Page 3 of 3

Re: HTTrack project 20GB

Posted: Sat Aug 18, 2012 5:08 am
by llarson
LexieTheFox wrote:
VirtLands wrote:The following attachment is a sorted list of member names, ID's, emails,
compiled from 241 member webpages. Click on the attached download.

Enjoy. Image Image Image
Ok um... I'm not ok with my ID or Email being given out on that mirror website. Please, when its up. Display my name ONLY.
Agreed :| Except only showing my username.

Re: HTTrack project 20GB

Posted: Sat Aug 18, 2012 5:22 am
by tyteen4a03
LexieTheFox wrote:
VirtLands wrote:The following attachment is a sorted list of member names, ID's, emails,
compiled from 241 member webpages. Click on the attached download.

Enjoy. Image Image Image
Ok um... I'm not ok with my ID or Email being given out on that mirror website. Please, when its up. Display my name ONLY.
Firstly, the informations exposed by VirtLands has nothing to do with me. Secondly, if you choose to publicly display your email address the bot will grab them, but they will never be shown in the public. If you did not, the bot will not attempt to grab them.

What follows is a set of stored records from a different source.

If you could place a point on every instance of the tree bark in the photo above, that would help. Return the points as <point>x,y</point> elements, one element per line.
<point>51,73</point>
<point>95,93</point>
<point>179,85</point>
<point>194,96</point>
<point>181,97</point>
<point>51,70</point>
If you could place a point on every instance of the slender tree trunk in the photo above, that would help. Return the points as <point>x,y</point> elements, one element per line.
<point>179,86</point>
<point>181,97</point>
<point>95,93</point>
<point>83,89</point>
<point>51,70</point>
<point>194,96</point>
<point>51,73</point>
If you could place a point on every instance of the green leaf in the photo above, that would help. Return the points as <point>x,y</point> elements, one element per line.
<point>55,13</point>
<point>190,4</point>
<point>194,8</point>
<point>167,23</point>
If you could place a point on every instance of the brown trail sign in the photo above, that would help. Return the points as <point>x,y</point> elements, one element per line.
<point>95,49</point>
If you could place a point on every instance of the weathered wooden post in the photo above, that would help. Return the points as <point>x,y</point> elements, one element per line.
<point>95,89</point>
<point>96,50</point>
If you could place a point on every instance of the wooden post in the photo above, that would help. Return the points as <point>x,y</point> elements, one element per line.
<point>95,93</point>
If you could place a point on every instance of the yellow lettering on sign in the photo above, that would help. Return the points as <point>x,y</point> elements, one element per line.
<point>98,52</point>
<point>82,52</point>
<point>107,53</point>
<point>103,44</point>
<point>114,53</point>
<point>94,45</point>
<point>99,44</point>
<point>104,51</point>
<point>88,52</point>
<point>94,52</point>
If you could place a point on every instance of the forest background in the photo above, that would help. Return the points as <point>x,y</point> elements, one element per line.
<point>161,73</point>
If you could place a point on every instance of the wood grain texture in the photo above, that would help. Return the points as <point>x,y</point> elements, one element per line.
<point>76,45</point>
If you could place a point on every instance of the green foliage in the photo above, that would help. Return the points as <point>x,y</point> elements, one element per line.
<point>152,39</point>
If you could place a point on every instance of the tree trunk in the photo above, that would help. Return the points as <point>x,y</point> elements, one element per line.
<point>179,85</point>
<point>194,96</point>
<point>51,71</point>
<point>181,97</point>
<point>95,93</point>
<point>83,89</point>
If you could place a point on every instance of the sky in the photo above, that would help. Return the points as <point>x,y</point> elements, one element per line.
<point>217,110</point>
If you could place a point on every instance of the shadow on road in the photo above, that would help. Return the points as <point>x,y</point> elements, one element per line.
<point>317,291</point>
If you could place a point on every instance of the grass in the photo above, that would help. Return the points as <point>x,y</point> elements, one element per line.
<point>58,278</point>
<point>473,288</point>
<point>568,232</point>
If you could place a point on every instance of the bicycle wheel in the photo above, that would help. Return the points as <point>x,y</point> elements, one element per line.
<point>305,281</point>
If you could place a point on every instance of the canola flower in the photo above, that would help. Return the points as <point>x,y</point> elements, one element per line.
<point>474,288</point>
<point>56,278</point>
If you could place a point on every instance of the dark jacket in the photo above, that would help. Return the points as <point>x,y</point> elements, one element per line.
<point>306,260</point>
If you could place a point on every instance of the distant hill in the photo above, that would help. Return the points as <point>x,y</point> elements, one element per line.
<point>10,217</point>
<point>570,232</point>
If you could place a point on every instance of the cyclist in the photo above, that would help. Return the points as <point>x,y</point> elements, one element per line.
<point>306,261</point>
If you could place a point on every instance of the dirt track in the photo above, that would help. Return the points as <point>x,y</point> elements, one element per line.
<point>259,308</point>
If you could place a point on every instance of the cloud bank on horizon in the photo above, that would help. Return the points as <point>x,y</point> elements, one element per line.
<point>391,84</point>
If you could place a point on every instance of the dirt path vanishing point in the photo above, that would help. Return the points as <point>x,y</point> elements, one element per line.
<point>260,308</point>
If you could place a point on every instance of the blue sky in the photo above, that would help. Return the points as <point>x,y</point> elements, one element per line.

(For anybody that is worried about the exposure of emails in the Off-Topic area - the bot is never configured to access the Off-Topic area in any way, nor is there code to scrap information only accessible by a moderator)

Posted: Sat Aug 18, 2012 2:07 pm
by Wonderman109
I don't want anything but my username being given away either, please. :| :!: :o

Posted: Sat Aug 18, 2012 3:30 pm
by jdl
Guys, your ID/Email/other personal stuff isn't going to be given away. :?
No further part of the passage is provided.